On the fundamental group of the regular part of Fujiki's compact Kahler symplectic orbifolds
Shun Yamaguchi
TL;DR
The paper resolves Perego's question by computing the fundamental group of the regular part of Fujiki's compact Kahler symplectic orbifolds. It introduces a general principle: for a simply connected $Z$ acted on by a discrete group $\mathcal{G}$ with finite stabilizers and suitably small fixed loci, the fundamental group of an open subset $U$ of the quotient $Y=Z/\mathcal{G}$ equals $\mathcal{G}/N_U$, where $N_U$ is generated by the stabilizers over $\pi^{-1}(U)$. Applying this to Fujiki's construction with $Z=S\times S$ and $G$ built from a symplectic finite abelian group $H$ on $S$ (K3 or torus) yields: when $S$ is a K3 surface, $\pi_1(X_{\mathrm{reg}})=\{1\}$, so the orbifold is irreducible; when $S$ is a complex torus, $\pi_1(X_{\mathrm{reg}})$ is a finite group determined by $H$ (with four torus‑derived cases not irreducible), and the universal cover of $X_{\mathrm{reg}}$ extends to an étale in codimension one cover that is an irreducible symplectic orbifold.
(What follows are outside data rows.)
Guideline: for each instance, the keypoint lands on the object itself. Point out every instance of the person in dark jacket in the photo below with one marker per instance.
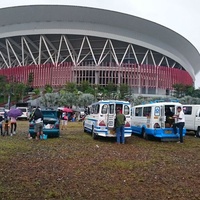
(119, 125)
(37, 116)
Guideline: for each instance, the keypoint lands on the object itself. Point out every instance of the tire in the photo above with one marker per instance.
(94, 135)
(198, 132)
(144, 135)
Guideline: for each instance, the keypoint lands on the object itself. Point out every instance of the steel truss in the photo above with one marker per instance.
(77, 49)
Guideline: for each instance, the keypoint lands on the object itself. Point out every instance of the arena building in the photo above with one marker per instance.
(60, 43)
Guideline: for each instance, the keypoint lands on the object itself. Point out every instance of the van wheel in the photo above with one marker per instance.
(198, 132)
(94, 135)
(144, 135)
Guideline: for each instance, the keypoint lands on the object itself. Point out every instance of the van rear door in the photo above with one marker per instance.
(197, 119)
(111, 115)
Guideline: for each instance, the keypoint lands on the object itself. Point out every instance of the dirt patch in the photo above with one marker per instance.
(75, 166)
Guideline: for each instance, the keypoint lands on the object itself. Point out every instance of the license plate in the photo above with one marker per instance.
(168, 131)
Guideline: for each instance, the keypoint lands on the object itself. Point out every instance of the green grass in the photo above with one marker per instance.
(74, 166)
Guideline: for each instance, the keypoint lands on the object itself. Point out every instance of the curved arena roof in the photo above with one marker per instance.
(74, 20)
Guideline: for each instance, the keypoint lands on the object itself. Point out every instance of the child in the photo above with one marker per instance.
(6, 127)
(1, 121)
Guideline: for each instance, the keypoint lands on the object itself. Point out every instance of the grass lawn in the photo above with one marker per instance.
(74, 166)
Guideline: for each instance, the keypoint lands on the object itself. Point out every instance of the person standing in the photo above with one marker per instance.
(119, 125)
(38, 118)
(13, 126)
(180, 117)
(64, 121)
(1, 124)
(5, 115)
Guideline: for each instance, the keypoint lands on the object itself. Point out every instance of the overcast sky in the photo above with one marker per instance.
(179, 15)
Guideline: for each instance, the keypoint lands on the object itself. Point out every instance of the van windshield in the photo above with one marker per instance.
(23, 109)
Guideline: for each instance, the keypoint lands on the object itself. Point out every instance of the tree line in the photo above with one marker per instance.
(84, 93)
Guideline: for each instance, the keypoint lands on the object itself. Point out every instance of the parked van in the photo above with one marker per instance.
(155, 119)
(25, 113)
(100, 120)
(192, 118)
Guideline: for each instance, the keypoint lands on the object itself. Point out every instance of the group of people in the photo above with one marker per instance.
(8, 126)
(37, 116)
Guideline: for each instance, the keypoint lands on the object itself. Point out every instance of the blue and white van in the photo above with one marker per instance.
(152, 120)
(101, 118)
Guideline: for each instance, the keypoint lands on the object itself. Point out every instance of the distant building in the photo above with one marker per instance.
(59, 44)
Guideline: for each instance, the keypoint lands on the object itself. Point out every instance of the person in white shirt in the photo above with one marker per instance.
(38, 118)
(180, 117)
(13, 123)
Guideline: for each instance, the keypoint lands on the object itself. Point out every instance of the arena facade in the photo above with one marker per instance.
(60, 43)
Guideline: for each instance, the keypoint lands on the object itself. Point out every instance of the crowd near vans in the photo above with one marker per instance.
(100, 120)
(192, 118)
(154, 120)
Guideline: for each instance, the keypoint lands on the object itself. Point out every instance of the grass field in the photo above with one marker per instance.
(74, 166)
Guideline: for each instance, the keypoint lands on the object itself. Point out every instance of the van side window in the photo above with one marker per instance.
(104, 109)
(138, 111)
(146, 111)
(111, 109)
(187, 110)
(126, 110)
(95, 109)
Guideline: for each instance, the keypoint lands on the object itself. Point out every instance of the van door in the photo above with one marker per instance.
(197, 120)
(162, 117)
(111, 115)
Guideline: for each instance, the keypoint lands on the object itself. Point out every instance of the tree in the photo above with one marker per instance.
(50, 100)
(85, 100)
(68, 99)
(70, 87)
(124, 90)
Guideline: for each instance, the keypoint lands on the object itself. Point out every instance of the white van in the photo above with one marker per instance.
(192, 118)
(154, 120)
(25, 113)
(100, 120)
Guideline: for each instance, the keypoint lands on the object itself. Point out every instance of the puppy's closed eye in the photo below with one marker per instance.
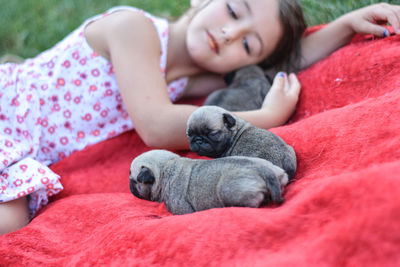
(145, 176)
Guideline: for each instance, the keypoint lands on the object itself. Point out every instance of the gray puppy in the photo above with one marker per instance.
(214, 132)
(189, 185)
(246, 92)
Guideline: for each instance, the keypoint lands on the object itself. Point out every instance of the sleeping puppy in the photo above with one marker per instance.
(246, 92)
(215, 132)
(189, 185)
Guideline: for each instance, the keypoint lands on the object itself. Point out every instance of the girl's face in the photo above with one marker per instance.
(227, 34)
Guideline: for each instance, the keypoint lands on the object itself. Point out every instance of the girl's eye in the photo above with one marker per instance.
(231, 12)
(246, 45)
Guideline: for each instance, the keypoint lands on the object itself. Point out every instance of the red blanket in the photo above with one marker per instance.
(343, 208)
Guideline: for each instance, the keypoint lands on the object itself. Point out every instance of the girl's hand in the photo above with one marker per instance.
(369, 20)
(282, 98)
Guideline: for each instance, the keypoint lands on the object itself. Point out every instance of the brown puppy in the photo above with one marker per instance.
(189, 185)
(214, 132)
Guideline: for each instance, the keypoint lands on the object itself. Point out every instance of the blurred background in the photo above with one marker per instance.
(28, 27)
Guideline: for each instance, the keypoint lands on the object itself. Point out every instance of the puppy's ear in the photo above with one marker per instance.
(229, 120)
(145, 176)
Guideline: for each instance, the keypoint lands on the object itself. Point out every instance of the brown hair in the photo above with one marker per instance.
(287, 54)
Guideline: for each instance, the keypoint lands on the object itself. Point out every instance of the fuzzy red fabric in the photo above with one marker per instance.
(343, 208)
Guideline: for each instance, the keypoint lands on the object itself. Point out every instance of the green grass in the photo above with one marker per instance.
(28, 27)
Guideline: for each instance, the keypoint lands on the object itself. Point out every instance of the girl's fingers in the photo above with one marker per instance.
(394, 19)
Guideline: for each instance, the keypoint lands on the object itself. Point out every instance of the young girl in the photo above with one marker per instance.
(122, 70)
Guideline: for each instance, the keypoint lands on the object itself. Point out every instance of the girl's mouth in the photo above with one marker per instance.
(212, 42)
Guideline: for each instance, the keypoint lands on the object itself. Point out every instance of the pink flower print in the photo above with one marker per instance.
(75, 55)
(95, 132)
(97, 106)
(60, 82)
(118, 98)
(23, 167)
(18, 182)
(64, 140)
(77, 82)
(66, 64)
(44, 123)
(87, 117)
(67, 114)
(21, 194)
(8, 143)
(92, 88)
(95, 72)
(61, 155)
(50, 186)
(77, 100)
(8, 131)
(111, 134)
(45, 150)
(56, 107)
(67, 96)
(20, 119)
(25, 133)
(51, 130)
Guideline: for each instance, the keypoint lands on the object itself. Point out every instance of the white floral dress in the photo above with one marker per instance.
(59, 102)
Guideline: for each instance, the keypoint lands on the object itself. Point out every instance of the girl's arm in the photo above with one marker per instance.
(336, 34)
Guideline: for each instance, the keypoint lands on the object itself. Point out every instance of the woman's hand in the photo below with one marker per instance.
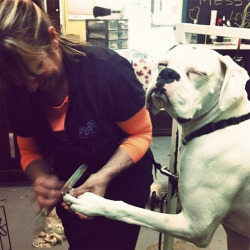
(97, 183)
(47, 189)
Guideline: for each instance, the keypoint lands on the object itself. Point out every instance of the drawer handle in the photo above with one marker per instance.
(12, 146)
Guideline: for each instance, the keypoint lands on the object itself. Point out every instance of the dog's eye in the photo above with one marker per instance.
(196, 73)
(163, 64)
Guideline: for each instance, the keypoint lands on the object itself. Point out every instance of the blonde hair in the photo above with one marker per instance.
(23, 36)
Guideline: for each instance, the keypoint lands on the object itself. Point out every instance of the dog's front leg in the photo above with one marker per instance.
(180, 226)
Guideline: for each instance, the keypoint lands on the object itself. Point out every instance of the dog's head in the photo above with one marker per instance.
(189, 82)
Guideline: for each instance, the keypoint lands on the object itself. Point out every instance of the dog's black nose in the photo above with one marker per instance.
(169, 75)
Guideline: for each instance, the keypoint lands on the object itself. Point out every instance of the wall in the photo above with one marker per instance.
(142, 36)
(76, 27)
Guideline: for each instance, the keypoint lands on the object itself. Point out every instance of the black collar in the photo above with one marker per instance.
(211, 127)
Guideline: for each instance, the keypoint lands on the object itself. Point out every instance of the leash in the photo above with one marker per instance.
(211, 127)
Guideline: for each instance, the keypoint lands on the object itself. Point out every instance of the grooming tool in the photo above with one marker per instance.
(65, 189)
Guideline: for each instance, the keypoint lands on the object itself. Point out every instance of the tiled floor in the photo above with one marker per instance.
(19, 210)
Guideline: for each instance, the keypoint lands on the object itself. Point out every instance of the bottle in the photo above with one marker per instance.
(193, 37)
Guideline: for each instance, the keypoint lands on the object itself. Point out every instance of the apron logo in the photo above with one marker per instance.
(90, 128)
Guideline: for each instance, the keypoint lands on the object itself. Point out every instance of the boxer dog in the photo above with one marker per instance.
(205, 92)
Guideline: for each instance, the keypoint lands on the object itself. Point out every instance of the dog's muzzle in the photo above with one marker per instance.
(166, 76)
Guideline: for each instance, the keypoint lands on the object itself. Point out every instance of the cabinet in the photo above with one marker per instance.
(112, 34)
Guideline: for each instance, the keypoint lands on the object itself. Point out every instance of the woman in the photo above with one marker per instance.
(71, 104)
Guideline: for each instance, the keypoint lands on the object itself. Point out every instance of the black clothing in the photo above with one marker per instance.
(103, 90)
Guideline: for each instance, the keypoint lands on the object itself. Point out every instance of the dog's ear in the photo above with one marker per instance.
(233, 87)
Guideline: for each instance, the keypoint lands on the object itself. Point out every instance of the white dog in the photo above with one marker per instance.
(205, 92)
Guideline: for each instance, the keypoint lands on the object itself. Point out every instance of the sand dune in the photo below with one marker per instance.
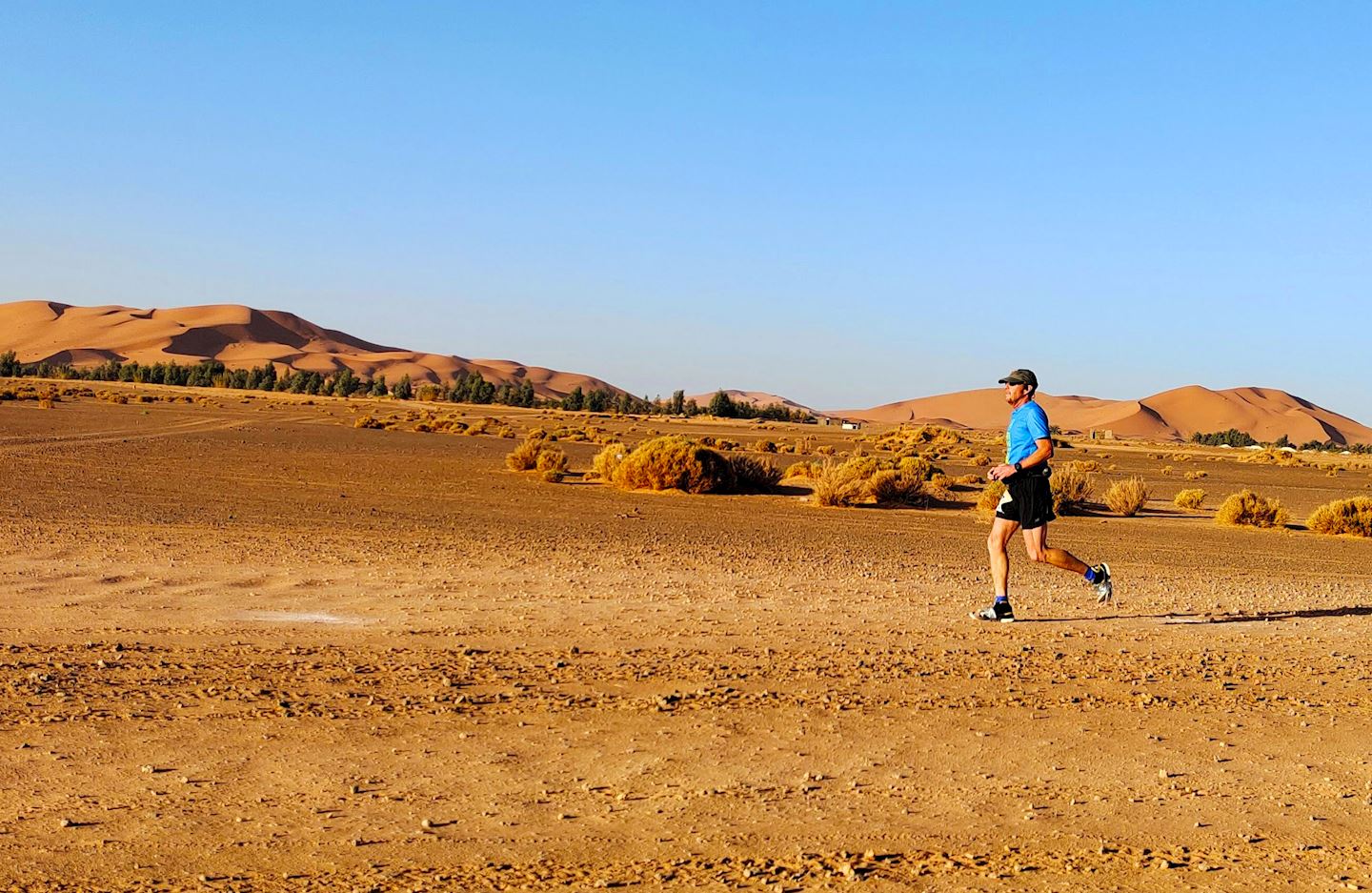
(242, 336)
(1265, 413)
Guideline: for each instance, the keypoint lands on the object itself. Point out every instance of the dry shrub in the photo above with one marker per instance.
(1249, 509)
(989, 498)
(1188, 498)
(674, 462)
(1343, 516)
(1126, 497)
(607, 461)
(891, 487)
(551, 459)
(752, 474)
(1072, 489)
(842, 483)
(524, 457)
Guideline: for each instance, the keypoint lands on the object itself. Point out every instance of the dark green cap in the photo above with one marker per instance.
(1021, 376)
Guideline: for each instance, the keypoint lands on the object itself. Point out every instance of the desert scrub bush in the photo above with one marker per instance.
(674, 462)
(752, 474)
(1072, 489)
(1249, 509)
(842, 483)
(1343, 516)
(989, 498)
(1126, 497)
(551, 459)
(1188, 499)
(1272, 457)
(607, 461)
(891, 487)
(524, 457)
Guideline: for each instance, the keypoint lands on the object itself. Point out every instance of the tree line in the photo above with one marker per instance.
(1237, 437)
(467, 387)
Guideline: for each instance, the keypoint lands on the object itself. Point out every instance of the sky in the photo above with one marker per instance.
(844, 203)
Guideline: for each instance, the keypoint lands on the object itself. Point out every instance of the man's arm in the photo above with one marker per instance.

Together, these results classify irreducibility within Fujiki's examples and provide explicit fundamental groups for the regular parts.
Abstract
We calculate the fundamental group of the regular part of certain compact Kahler symplectic orbifolds constructed by Fujiki, called Fujiki's examples. We determine which one is an irreducible symplectic orbifold among Fujiki's examples. This answers a question posed by A.Perego.